The Devil Finds Work

I’ve been reading some of James Baldwin’s fiction and nonfiction in recent years. I’ve had a hard time consuming it critically. His influence on current cultural writers I admire, his contributions to critical theory, even his difficult prose; these all contribute to fan-boy level admiration from me. I don’t think Baldwin would’ve taken kindly to this. Baldwin was a radical. Radicals are skeptical of mainstream success. Whether he would’ve liked it or not, Baldwin is achieving new heights of mainstream success posthumously.

With this in mind, I walked into The Devil Finds Work tepidly. I love films. I love reading and writing film criticism. Films, for me, are the most comfortable works of art (especially pop art) to engage with.

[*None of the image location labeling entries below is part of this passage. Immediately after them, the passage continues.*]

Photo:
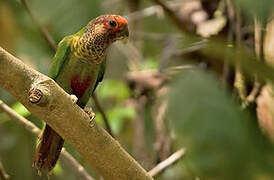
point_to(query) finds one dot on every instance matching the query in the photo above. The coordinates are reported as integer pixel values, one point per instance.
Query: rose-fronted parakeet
(78, 66)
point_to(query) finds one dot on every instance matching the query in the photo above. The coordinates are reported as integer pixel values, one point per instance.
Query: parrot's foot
(91, 115)
(73, 98)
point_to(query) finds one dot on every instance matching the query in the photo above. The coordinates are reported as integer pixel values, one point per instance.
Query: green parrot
(78, 66)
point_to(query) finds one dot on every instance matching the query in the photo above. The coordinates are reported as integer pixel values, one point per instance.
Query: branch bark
(56, 108)
(3, 174)
(65, 156)
(166, 163)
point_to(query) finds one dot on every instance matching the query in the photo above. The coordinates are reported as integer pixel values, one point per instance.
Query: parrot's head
(108, 28)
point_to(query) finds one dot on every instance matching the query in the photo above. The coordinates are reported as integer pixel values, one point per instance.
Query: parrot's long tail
(48, 150)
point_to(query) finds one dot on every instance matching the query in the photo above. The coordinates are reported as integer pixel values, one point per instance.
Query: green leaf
(261, 9)
(113, 89)
(222, 142)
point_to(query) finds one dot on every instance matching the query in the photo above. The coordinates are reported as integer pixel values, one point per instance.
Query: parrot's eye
(112, 23)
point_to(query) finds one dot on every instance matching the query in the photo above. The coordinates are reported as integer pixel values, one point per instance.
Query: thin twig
(174, 16)
(166, 163)
(44, 32)
(100, 109)
(3, 174)
(48, 37)
(35, 130)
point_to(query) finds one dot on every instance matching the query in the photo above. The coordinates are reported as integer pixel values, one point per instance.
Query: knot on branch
(39, 94)
(35, 95)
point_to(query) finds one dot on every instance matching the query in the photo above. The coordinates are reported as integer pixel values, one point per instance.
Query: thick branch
(56, 108)
(168, 162)
(65, 156)
(3, 174)
(100, 109)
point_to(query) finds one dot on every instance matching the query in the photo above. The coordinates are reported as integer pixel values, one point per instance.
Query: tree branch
(56, 108)
(166, 163)
(101, 110)
(51, 42)
(65, 156)
(3, 174)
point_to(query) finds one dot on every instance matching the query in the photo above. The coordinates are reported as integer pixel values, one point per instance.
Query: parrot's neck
(90, 48)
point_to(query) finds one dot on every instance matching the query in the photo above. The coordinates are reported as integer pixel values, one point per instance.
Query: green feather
(62, 53)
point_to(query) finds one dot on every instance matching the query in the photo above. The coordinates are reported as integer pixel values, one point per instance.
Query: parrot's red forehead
(115, 22)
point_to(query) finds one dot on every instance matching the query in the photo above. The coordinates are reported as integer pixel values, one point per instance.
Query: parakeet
(78, 66)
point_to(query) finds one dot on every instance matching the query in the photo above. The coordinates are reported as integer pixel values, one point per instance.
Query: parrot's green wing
(100, 74)
(60, 57)
(62, 53)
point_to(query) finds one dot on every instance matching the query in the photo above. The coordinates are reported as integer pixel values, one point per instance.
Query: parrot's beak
(123, 35)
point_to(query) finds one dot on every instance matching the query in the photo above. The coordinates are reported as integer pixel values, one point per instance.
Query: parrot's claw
(73, 98)
(91, 115)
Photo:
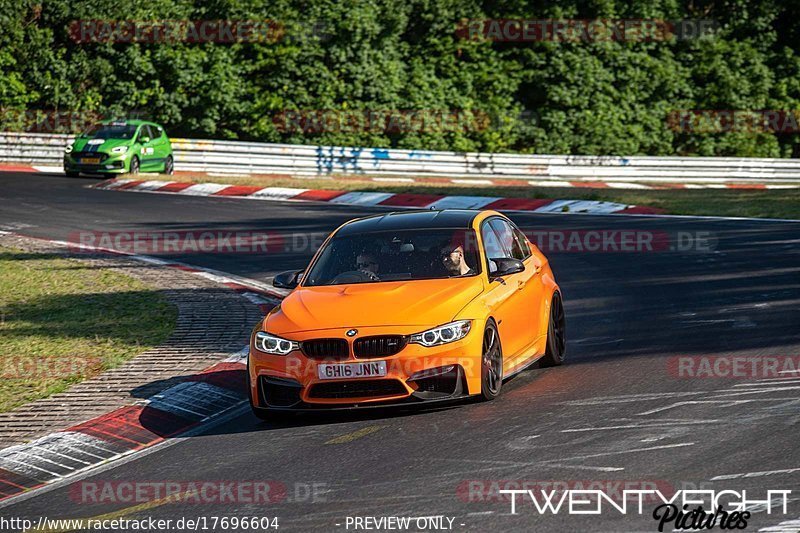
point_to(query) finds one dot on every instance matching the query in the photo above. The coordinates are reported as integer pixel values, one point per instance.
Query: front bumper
(109, 164)
(293, 383)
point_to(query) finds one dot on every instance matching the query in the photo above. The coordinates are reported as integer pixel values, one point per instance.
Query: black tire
(556, 334)
(491, 363)
(169, 166)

This book is much less about movie reviews than about cultural theory. It may be more useful to think of this book as a using movies as a jumping off point to social commentary. That’s what any good art criticism should be. And as an exercise in criticism, there’s a lot to learn from Baldwin here. The specific works in this book, I was less familiar with, with the exception of some very popular films from this time. But the themes were timeless. America is still grappling with many of these problems.

The best thing I learned from this book, though, was that cultural criticism is best when it squarely places the critic in relation to the art. Critics who aspire to some level of academic distance from the piece of art they’re dealing with end up doing a disservice to the art, the reader, and themselves.